Namun, mekanisme ketahanan dengan peningkatan akumulasi prolin yang dilakukan kedua tanaman tersebut tentunya terbatas sehingga pada akhirnya kedua
tanaman tersebut dipanen lebih awal. Sebaliknya tanaman legum Stylosanthes seabrana dan rumput Ischaemum timuriensis memberikan kadar prolin terendah
pada pengamatan hari ke-32 yang menunjukkan kedua tanaman tersebut belum mengalami cekaman kekeringan atau dapat dikatakan toleransi tanaman
Stylosanthes seabrana dan Ischaemum timuriensis terhadap ketersediaan air tanah yang rendah lebih baik dibandingkan tanaman lain dan juga kemungkinan prolin
bukan merupakan mekanisme ketahanan terhadap kekeringan dari kedua tanaman tersebut.
Menurut Levitt 1980 potensial osmotik disebabkan oleh dua hal yaitu akibat menurunnya kadar air pada sel karena terjadi kehilangan air dan karena
adanya tambahan akumulasi senyawa terlarut sehingga lebih menurunkan potensial osmotik.
Peranan FMA dalam kondisi cekaman kekeringan terlihat jelas untuk kedua kelompok rumput dan legum. Tanaman yang diberi FMA mengakumulasi prolin
lebih sedikit dibandingkan tanpa FMA dalam kondisi kekeringan. Tahannya tanaman yang berFMA terhadap kondisi kekurangan air disebabkan karena hifa
eksternalnya yang dapat meningkatkan total daerah perakaran dari sistem perakaran tanaman dan meningkatkan volume tanah yang dieskploitasi oleh air,
ini menyebabkan lebih banyak air yang tersedia bagi tananam inang. Penetrasi hifa pada korteks akar sampai pada bagian endodermis, sehingga memberikan alur
kecil bagi pergerakan air di dalam akar. Total gula terlarut seperti yang dijelaskan oleh Salisbury dan Ross 1992
adalah perimbangan sintesis gula dan pati dalam kondisi cekaman kekeringan. Pada kondisi kekurangan air, atau transpirasi rendah, karbohidrat lebih banyak
dalam bentuk gula daripada pati. Pengamatan terhadap total gula terlarut tanaman rumput memberikan pola yang sama dengan akumulasi prolin. Tanaman CG pada
perlakuan W1M0 Tabel 10 dengan akumulasi prolin tertinggi menghasilkan kadar total gula terlarut tertinggi pula.

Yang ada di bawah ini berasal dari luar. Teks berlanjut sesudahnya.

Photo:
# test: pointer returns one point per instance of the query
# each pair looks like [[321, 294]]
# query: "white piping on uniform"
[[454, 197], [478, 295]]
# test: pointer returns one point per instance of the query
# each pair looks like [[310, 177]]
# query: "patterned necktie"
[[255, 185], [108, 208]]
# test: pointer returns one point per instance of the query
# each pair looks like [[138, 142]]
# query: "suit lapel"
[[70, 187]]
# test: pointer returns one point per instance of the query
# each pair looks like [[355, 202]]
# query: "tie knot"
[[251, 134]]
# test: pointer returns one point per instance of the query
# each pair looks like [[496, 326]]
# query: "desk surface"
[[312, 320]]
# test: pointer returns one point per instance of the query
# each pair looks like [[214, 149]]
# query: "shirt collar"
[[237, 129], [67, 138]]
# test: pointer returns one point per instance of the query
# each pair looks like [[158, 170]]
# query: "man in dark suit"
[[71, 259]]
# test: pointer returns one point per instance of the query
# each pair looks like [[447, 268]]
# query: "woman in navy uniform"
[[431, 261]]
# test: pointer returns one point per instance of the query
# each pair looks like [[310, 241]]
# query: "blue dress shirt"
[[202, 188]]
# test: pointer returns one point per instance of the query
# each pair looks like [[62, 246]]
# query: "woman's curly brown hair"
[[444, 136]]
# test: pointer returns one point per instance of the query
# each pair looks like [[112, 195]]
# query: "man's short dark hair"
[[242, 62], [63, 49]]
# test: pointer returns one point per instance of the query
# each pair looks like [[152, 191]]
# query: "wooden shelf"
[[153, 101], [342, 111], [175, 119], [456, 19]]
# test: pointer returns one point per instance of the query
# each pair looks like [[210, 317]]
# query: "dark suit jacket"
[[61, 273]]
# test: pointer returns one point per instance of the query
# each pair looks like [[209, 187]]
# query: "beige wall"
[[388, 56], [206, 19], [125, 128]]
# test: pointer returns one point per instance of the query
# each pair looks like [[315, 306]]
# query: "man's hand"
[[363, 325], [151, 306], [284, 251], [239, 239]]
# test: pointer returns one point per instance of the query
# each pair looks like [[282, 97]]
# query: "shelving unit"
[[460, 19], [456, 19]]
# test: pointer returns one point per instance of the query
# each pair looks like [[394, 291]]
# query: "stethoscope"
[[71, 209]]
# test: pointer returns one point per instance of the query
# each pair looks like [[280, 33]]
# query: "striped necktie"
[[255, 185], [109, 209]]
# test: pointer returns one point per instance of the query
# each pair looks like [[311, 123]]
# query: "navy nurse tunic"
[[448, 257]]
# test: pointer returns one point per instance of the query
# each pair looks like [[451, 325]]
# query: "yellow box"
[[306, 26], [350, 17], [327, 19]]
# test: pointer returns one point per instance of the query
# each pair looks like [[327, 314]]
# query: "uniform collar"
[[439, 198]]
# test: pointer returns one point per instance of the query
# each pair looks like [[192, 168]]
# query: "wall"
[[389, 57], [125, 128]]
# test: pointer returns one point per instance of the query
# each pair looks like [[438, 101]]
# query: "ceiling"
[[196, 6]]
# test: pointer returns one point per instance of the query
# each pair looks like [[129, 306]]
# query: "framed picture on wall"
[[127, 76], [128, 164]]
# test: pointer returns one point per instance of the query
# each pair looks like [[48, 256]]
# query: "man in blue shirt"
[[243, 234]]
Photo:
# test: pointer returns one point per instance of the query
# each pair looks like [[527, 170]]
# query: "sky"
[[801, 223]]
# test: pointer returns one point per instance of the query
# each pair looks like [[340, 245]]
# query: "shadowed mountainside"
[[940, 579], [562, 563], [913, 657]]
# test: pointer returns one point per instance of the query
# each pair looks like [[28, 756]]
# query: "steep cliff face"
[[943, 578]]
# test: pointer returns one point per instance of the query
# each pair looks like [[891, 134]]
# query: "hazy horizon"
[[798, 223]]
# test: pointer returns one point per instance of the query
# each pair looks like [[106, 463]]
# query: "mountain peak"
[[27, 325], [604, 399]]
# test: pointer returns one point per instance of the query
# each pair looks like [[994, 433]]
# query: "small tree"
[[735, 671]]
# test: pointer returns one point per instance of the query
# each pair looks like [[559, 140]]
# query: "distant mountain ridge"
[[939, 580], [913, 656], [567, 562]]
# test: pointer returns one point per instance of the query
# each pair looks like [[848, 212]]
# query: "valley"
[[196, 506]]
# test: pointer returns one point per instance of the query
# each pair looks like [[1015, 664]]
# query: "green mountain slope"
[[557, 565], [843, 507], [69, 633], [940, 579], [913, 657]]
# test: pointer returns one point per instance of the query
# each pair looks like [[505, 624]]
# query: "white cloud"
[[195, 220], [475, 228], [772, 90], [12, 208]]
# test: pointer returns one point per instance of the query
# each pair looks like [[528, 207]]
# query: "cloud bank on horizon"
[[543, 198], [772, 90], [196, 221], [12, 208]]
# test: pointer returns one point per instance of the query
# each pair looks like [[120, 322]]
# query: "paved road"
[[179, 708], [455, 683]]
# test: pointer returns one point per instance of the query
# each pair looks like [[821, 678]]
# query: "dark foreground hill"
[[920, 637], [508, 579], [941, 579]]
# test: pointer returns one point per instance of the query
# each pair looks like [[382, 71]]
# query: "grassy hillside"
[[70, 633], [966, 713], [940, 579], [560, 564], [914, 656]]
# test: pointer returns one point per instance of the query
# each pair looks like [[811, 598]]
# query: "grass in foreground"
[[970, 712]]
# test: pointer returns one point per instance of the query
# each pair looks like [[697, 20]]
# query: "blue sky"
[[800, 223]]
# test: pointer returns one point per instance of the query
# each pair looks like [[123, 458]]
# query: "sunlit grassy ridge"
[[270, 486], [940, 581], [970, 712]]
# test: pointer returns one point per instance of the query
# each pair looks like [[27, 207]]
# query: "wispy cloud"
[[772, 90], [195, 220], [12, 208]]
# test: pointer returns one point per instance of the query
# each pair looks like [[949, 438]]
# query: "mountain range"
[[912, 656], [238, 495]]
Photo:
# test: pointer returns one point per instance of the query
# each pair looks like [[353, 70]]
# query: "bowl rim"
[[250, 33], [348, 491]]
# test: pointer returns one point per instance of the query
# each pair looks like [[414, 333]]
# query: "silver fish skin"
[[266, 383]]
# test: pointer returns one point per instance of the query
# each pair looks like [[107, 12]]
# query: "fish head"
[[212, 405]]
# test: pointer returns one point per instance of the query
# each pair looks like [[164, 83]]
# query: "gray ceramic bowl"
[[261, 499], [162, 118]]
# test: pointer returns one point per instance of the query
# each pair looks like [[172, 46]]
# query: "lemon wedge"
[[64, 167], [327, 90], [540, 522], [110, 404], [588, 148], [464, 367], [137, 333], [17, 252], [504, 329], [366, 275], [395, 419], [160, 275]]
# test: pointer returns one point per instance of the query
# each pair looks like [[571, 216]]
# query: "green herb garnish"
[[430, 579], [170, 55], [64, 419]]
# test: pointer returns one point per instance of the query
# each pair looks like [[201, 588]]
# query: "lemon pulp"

Sejalan dengan rataan total akumulasi
prolin tanaman Ischaemum timuriensis dengan nilai terendah memiliki rataan total gula terlarut yang terendah pula. Perlakuan cekaman kekeringan W1 terhadap
tanaman Ischaemum timuriensis ternyata meningkatkan total gula terlarut lebih tinggi dibandingkan perlakuan disiram Tabel 11 namun kadar prolin tidak
berbeda antara perlakuan disiram dengan dikeringkan, hal ini berarti tanaman Ischaemum timuriensis menunjukkan mekanisme ketahanan terhadap kekeringan
dengan meningkatkan total gula terlarut bukan dengan produksi prolin. Tanaman Stylosanthes hamata dengan akumulasi prolin tertinggi tidak
menunjukkan total gula terlarut yang tertinggi pula, begitu pula sebaliknya tanaman Clitoria ternatea dengan total gula terlarut tertinggi tidak
mengakumulasi prolin yang lebih besar lagi. Hal ini menunjukkan adalanya mekanisme khusus yang dimunculkan oleh masing-masing tanaman sesuai
kemampuan genetiknya merespon lingkungan sekitar. Kemungkinan terjadi mekanisme fisiologis lainnya yang menentukan tanaman untuk memproduksi
suatu zat yang sesuai dengan kebutuhan hidupnya. Metode skoring yang dilakukan pada penelitian ini sudah sering digunakan
untuk melakukan pemilihan suatu objek perlakuan atau jenis yang paling baik. Hasil skoring diperoleh tanaman Paspalum notatum dan Stylosanthes seabrana
adalah jenis rumput dan legum paling baik yang toleran terhadap cekaman kekeringan.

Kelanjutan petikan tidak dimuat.